Livre-comércio serve às multinacionaisA recente escaramuça comercial entre os governos da Argentina e do Brasil colocou em debate o papel do Mercosul, projeto de livre-comércio entre os países do Cone Sul da América Latina. O estopim da crise ocorreu quando o governo de Néstor Kirchner decidiu impor uma barreira tarifária aos produtos eletrônicos produzidos no Brasil, taxando as mercadorias em 21%. A barreira afeta principalmente os produtos da chamada linha branca, ou seja, eletrodomésticos como geladeiras, fogões e máquinas de lavar.

Caminho livre para as multinacionais

A barreira imposta por Kirchner explicitou os reais beneficiários do livre-comércio entre os países do Mercosul. Pressionado por empresários argentinos, o presidente argentino foi obrigado a barrar os eletro-eletrônicos produzidos no Brasil, que invadiram o mercado de seu país. Entre os meses de janeiro e junho de 2003, o Brasil exportou cerca de R$ 6,7 milhões em máquinas de lavar para o país vizinho. Neste ano, as exportações no mesmo período cresceram para R$ 17 milhões.

Com o anúncio das barreiras, Sony e Semp Toshiba declararam que suspenderão temporariamente as exportações para a Argentina. Isso porque essas empresas, assim como várias outras multinacionais que atuam na Zona Franca de Manaus, utilizam o Brasil como plataforma de exportações para outros países.

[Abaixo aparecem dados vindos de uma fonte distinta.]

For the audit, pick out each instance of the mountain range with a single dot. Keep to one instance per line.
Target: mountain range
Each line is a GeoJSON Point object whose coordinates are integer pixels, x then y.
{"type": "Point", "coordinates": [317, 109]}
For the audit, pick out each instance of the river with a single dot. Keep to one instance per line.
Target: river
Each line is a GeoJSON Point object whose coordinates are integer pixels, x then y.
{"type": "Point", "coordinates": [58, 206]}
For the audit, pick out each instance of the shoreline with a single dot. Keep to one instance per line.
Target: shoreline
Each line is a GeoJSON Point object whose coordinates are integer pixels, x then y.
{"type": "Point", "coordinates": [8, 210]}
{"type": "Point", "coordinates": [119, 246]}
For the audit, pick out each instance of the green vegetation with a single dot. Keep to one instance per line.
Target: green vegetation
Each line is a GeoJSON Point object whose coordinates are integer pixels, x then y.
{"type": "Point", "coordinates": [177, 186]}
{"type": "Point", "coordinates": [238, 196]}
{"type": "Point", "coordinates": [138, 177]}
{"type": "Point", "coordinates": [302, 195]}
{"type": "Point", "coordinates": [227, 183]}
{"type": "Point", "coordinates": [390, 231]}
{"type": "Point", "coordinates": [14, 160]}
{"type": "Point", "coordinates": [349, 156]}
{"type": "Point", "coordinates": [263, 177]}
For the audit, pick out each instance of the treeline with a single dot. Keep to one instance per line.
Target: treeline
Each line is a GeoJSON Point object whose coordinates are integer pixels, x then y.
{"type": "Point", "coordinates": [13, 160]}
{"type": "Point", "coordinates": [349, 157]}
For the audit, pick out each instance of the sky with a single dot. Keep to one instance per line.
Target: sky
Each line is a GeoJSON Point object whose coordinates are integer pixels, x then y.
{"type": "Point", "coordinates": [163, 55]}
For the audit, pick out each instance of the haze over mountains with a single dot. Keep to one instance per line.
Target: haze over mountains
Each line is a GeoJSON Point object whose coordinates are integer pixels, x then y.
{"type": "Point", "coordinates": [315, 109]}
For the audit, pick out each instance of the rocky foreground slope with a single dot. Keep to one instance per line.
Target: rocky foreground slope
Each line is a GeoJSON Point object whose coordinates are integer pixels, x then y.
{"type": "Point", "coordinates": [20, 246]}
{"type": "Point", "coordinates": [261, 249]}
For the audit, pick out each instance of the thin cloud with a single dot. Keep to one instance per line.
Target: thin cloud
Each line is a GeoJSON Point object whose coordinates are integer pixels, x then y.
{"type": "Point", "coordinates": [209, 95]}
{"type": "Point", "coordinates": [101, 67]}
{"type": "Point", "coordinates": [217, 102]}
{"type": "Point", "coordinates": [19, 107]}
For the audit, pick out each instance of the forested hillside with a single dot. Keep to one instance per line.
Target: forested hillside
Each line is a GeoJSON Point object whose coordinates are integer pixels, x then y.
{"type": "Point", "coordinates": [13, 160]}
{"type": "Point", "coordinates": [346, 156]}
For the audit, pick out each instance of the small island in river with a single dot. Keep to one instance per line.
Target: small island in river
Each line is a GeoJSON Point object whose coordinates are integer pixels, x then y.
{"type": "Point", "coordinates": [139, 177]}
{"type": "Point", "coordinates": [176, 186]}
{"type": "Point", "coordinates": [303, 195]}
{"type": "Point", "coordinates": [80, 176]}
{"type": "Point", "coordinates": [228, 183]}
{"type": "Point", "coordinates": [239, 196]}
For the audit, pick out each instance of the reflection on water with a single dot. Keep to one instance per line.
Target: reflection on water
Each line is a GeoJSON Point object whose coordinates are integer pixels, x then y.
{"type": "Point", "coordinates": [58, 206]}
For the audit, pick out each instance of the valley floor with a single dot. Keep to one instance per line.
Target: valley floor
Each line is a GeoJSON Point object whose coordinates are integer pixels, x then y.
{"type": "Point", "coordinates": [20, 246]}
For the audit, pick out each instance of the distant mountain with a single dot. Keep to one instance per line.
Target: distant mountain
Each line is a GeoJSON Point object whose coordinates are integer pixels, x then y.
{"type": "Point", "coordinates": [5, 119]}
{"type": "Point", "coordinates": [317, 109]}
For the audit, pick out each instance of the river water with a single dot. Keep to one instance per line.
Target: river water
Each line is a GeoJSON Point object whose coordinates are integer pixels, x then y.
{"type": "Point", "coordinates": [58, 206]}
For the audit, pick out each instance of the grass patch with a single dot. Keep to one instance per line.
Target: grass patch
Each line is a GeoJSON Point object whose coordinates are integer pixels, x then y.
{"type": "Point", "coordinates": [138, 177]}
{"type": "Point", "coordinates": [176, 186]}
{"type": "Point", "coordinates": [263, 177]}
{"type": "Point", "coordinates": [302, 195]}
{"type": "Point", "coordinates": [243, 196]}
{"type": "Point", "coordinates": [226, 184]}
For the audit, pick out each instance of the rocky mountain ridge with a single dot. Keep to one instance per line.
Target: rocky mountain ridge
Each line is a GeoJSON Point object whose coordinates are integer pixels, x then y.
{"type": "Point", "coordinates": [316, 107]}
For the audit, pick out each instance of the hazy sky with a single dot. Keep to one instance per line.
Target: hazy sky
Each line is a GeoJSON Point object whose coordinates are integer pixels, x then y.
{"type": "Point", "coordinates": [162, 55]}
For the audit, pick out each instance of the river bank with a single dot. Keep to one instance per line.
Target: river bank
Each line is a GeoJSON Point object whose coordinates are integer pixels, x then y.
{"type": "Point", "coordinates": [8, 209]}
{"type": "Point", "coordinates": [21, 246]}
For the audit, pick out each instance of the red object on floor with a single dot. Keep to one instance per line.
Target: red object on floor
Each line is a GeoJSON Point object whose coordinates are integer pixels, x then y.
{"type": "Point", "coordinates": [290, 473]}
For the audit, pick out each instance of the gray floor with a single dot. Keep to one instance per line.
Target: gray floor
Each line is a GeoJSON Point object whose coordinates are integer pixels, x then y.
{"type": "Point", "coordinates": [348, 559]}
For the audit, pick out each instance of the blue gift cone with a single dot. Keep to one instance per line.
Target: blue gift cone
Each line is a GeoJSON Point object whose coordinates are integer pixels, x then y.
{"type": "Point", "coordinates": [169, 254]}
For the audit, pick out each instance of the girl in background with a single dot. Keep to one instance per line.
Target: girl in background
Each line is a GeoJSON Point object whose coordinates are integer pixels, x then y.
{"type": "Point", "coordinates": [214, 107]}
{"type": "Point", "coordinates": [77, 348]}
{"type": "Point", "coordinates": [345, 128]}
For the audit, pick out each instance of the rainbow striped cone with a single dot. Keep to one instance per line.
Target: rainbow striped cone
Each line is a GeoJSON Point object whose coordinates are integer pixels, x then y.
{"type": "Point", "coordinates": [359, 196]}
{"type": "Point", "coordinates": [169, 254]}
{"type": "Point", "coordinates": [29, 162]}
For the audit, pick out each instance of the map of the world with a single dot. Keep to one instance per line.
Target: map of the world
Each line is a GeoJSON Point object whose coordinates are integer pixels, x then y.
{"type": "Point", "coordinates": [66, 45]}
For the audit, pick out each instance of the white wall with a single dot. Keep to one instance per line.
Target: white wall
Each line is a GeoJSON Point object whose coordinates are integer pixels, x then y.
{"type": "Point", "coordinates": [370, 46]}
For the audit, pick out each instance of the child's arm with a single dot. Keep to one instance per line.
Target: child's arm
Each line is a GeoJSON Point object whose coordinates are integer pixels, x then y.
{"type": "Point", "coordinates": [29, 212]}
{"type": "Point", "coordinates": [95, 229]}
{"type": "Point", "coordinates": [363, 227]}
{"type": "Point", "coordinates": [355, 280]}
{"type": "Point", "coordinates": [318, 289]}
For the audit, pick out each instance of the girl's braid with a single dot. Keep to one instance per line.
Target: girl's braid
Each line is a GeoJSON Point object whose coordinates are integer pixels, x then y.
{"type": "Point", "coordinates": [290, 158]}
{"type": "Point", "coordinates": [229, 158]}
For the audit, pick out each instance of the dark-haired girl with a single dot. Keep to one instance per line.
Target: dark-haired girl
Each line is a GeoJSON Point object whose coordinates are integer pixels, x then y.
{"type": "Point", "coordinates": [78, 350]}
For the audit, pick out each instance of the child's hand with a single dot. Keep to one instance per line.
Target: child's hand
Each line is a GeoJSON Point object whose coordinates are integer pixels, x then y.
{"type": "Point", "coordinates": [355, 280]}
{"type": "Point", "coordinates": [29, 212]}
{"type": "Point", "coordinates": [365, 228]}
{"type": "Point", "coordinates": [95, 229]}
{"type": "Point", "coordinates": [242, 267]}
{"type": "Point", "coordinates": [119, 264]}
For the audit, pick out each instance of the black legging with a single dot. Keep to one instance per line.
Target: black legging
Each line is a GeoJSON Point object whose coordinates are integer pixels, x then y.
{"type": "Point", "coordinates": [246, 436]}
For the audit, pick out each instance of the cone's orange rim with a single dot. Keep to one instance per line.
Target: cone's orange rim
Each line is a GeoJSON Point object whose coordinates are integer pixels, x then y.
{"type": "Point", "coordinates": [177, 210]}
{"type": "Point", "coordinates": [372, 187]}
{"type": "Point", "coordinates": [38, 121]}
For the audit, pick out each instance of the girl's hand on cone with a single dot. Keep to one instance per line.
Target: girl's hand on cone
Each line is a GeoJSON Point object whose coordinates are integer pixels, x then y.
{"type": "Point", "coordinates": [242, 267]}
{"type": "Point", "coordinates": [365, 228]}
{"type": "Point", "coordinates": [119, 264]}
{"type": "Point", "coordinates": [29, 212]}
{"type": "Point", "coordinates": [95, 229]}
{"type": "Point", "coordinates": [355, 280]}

Daí a necessidade de uma área livre de barreiras alfandegárias.

Essa situação se aprofundou com o colapso da economia argentina. Diversas multinacionais que estavam instaladas no país se transferiram para o Brasil, beneficiando-se também da desvalorização do real que barateava seus custos. Foi o caso da empresa Whirpool, proprietária da Multibrás, detentora de marcas como Brastemp e Cônsul, que saiu da Argentina para se instalar em Joinville (SC). Outras empresas que não saíram definitivamente da Argentina concentraram seus investimentos no Brasil, favorecendo-se do livre-comércio entre os países. A Fiat é outra beneficiária do Mercosul. Produtora de motores em Córdoba, na Argentina, exporta-os para Minas Gerais, para depois reenviá-los nos carros já montados para aquele país.

Não é difícil perceber quem são os grandes interessados na política de livre-comércio entre os países: as empresas transnacionais, devido à sua maior capacidade de deslocamento na busca por mais lucros.

Enquanto isso, os governos dos respectivos países, como Argentina e Brasil, defendem políticas como se estivessem defendendo a soberania nacional. Nada disso. Estão apenas seguindo a imposição das multinacionais.

Essa é a grande jogada do Mercosul, da Alca e do Nafta: o livre-comércio para as multinacionais. Não é à toa que os maiores interessados no livre-comércio sejam os EUA, que possuem a maior concentração de multinacionais do mundo.

União das multi, divisão dos trabalhadores

Apesar da recente atitude do governo argentino, Kirchner já declarou reiteradas vezes seu entusiasmo no fortalecimento do Mercosul. Como resposta à pequena divergência entre os governos, a Força Sindical protagonizou esdrúxulas manifestações pedindo que Lula tome medidas mais duras contra a Argentina. Para a direção da central pelega, os trabalhadores argentinos tomam os empregos dos brasileiros.

A Força Sindical presta um grande desserviço à união da classe. O problema não está entre os trabalhadores. A disputa pelo emprego é resultado da política das empresas que estão preocupadas em aumentar lucros e não em criar novos postos de trabalho. Basta observar que o recente aumento de produção brasileiro não veio acompanhado de empregos e, sim, de horas extras.

Por isso, a campanha da Força Sindical deve ser repudiada. Ao contrário, devemos chamar a unidade dos trabalhadores argentinos e brasileiros contra as empresas e por uma campanha de exigência por redução da jornada de trabalho e abertura de novos postos.